И она вопросительно уставилась на Лялю, которая слегка покраснела и бросила на меня смущенный взгляд.
– Ален, ты, конечно, профессионально ведешь следствие на пару с Тюринским, ну а мы, газетные сплетницы, тоже по-своему все обсуждаем. Разумеется, я рассказала коллегам про мои подозрения относительно Углова со всей этой квартирной историей. Кстати, ты уже успел проверить его алиби?
Женские обсуждения – ну, тут все ясно и понятно, хотя пора было прекратить досужие сплетни, повернув разговор в нужное мне русло. Поэтому я отпил глоток горячего чаю, благодарно улыбнулся Юлии Александровне и сделал вид, что не расслышал последний вопрос Ляли.
– Между прочим, я внимательно изучил подшивку вашей газеты пятилетней давности, – я нарочито сделал небольшую паузу, оглядев лица мгновенно притихших дам. – В связи с этим у меня возник вопрос: а у вас есть дубликат подшивки?
Некоторое время стояла тишина, дамы смотрели на меня широко распахнутыми, прекрасными и очаровательно поблескивающими глазками.

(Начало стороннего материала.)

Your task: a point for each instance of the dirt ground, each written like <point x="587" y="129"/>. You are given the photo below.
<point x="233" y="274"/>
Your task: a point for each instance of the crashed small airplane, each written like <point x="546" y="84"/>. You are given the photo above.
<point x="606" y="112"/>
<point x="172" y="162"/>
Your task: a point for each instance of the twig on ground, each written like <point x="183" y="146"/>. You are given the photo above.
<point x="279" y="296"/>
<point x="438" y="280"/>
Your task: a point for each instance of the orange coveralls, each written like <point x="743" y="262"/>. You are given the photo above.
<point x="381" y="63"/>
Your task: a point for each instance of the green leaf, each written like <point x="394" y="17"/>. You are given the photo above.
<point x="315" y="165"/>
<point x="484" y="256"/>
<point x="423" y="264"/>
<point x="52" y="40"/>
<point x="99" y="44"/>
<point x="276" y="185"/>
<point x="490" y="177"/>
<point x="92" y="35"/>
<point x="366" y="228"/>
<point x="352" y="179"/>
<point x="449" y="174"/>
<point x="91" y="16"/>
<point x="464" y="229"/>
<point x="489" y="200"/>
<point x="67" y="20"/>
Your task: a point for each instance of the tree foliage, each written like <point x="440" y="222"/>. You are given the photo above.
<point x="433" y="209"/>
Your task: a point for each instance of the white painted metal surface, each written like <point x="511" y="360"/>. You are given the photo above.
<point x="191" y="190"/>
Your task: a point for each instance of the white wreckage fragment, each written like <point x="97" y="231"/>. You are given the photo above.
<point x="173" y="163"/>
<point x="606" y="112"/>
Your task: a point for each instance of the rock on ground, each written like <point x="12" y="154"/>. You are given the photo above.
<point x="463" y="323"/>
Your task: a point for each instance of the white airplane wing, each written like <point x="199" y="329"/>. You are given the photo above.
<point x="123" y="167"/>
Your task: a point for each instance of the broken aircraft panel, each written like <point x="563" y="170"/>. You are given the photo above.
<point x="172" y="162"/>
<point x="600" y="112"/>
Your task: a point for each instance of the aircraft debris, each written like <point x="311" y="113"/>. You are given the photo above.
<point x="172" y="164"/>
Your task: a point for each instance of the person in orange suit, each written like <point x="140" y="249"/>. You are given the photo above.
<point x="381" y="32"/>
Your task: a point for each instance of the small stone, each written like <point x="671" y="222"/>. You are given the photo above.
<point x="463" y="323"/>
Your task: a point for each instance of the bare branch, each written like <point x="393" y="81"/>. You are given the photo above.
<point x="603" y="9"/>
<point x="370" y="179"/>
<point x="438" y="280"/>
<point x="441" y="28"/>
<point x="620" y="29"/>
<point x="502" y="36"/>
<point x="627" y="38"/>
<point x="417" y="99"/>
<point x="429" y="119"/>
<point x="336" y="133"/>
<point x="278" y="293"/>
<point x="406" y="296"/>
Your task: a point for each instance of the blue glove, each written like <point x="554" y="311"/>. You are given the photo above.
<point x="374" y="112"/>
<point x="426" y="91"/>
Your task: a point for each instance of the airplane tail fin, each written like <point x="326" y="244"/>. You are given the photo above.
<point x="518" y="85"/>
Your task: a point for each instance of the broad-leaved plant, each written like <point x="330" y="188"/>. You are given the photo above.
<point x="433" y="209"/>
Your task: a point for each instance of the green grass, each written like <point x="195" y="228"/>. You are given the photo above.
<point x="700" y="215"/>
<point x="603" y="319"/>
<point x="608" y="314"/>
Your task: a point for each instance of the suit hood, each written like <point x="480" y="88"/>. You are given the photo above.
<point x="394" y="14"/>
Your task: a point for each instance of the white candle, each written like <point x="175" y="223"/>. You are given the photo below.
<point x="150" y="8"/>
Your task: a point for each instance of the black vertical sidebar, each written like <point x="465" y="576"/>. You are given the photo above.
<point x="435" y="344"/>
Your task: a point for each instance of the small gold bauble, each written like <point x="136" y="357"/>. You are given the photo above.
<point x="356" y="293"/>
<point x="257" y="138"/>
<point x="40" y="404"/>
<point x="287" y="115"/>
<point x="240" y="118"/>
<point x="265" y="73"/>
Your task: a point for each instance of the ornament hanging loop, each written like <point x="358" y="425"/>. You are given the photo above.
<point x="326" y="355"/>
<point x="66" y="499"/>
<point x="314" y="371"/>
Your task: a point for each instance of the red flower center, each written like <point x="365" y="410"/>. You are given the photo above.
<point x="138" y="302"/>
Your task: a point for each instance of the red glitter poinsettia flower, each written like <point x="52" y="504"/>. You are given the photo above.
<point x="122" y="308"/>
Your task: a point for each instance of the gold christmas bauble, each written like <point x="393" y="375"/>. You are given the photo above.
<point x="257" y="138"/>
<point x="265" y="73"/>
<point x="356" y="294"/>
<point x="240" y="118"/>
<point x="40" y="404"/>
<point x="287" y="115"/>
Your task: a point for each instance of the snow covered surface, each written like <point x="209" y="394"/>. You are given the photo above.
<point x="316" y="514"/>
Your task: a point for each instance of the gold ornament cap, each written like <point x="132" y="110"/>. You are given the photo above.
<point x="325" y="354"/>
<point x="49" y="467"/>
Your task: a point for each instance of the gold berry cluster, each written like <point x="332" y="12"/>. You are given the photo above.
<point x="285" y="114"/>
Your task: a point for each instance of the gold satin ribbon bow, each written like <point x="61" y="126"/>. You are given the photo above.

– Дубликат? – первой пришла в себя Ляля. – Но ведь, насколько я в курсе, в этой подшивке каждой газеты аж по два экземпляра. Или ты имеешь в виду дубликат этой самой подшивки? Ты что, решил забрать ее с собою в Москву?
Я с удовольствием сделал еще несколько глотков.
– В принципе не отказался бы. Что ни говори, а долгими зимними вечерами приятно было бы полистать «Зарю Глухова», перечитывая статью за статьей.
В ответ дамы кокетливо захихикали, дав понять, что вполне оценили мою шутку. И все-таки вопрос оставался открытым.
– Нет, серьезно: где еще можно найти подшивку вашей газеты пятилетней давности? – я перевел взгляд с удивленного лица Ляли на весело улыбающуюся Татьяну Николаевну, а с Татьяны Николаевны – на добродушную Юлию Александровну.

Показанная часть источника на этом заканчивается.